Laria Saunders creates digital photo-assemblage paintings, NFT’s and animated paintings that come alive to music.  Her paintings are uniquely assembled by collaging bits and pieces of texture photos that she acquires from walking on the street. On her iPhone, she uses 20-70 images per painting; layering, blending and incorporating texture, line, form and color into her palette.

Saunders explores the idea of humanity’s inherent artistic drive with Agape as interconnectivity and Eros of purpose; both evolving in increasing levels of creativity and self-awareness with the power to transform pain.
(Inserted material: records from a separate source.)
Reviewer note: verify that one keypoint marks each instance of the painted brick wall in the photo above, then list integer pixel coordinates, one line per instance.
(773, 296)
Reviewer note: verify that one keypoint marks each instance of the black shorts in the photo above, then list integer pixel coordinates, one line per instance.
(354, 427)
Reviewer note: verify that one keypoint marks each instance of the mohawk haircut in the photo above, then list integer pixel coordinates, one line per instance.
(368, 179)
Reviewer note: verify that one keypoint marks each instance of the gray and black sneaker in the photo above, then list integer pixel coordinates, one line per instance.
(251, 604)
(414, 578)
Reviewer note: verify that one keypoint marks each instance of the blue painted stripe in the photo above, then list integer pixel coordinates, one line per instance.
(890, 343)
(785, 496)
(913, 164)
The "column" central in many of her works, references this universal drive and is also personal and reflects her own willpower to overcome suffering. For over 21 years, she survived debilitating neurological pain; consequently most of her work was created bedridden, in the dark.
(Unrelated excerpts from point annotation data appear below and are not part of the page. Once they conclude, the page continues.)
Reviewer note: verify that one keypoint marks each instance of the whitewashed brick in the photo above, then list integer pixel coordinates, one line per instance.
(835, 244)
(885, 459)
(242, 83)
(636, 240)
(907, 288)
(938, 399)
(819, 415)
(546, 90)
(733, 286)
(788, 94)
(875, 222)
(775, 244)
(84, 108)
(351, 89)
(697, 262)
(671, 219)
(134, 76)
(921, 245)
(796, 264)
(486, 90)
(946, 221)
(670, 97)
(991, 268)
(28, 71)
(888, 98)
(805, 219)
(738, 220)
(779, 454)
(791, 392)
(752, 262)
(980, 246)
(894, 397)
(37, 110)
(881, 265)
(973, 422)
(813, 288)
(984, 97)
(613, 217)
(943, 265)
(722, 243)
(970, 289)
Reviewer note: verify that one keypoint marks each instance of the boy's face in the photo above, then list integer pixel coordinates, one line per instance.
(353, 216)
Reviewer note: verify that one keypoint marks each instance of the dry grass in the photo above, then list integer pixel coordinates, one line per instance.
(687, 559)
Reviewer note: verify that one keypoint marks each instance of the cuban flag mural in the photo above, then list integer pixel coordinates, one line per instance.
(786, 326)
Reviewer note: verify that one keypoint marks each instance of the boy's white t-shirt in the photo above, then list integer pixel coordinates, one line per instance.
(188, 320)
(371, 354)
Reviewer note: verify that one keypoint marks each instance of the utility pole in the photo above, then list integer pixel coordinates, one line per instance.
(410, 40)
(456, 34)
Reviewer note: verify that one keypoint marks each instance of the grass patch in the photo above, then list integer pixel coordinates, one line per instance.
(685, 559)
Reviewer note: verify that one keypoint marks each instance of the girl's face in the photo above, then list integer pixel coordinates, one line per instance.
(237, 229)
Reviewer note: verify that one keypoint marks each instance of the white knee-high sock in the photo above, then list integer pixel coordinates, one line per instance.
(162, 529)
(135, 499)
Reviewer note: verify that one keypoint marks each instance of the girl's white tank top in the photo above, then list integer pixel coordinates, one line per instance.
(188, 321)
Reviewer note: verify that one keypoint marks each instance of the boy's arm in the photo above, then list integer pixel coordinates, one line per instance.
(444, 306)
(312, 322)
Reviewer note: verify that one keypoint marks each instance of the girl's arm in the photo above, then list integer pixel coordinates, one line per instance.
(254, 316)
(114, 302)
In Saunders’ New Orleans series, she utilizes hundreds of photos taken from NOLA's streets. The distinctive architecture, peeling paint, aging walls, vibrant colors are all incorporated and then animated into what she refers to as “a visual dance.”  The video paintings are influenced by a family of jazz musicians and aficionados and in this New Orleans series, she collaborates with her father, Theo Saunders; a jazz pianist, composer and arranger.

Saunders has lived in Boston, New York, California and India and currently resides in central Mexico.  As a former award-winning photographer and dancer, she turned to the digital space ten years ago, as a way to depict invisible pain through a series of self-portraits. She then found solace in the abstract arena and explains, “The abstract space is poetically similar to dance; the accents, fields and valleys are open to interpretation and have an alternate rhythm, cadence and consciousness to the figurative space.”

Saunders is a self-taught artist from four generations of painters and performers. She received a Bachelor of Arts from University of California - Los Angeles in World Arts and Culture. Due to her decades-long struggle with pain, Saunders is a newcomer to the art world, but her body of work spans ten years. Her paintings have been collected by Google, Microsoft, Warner Media and Sony Pictures Entertainment.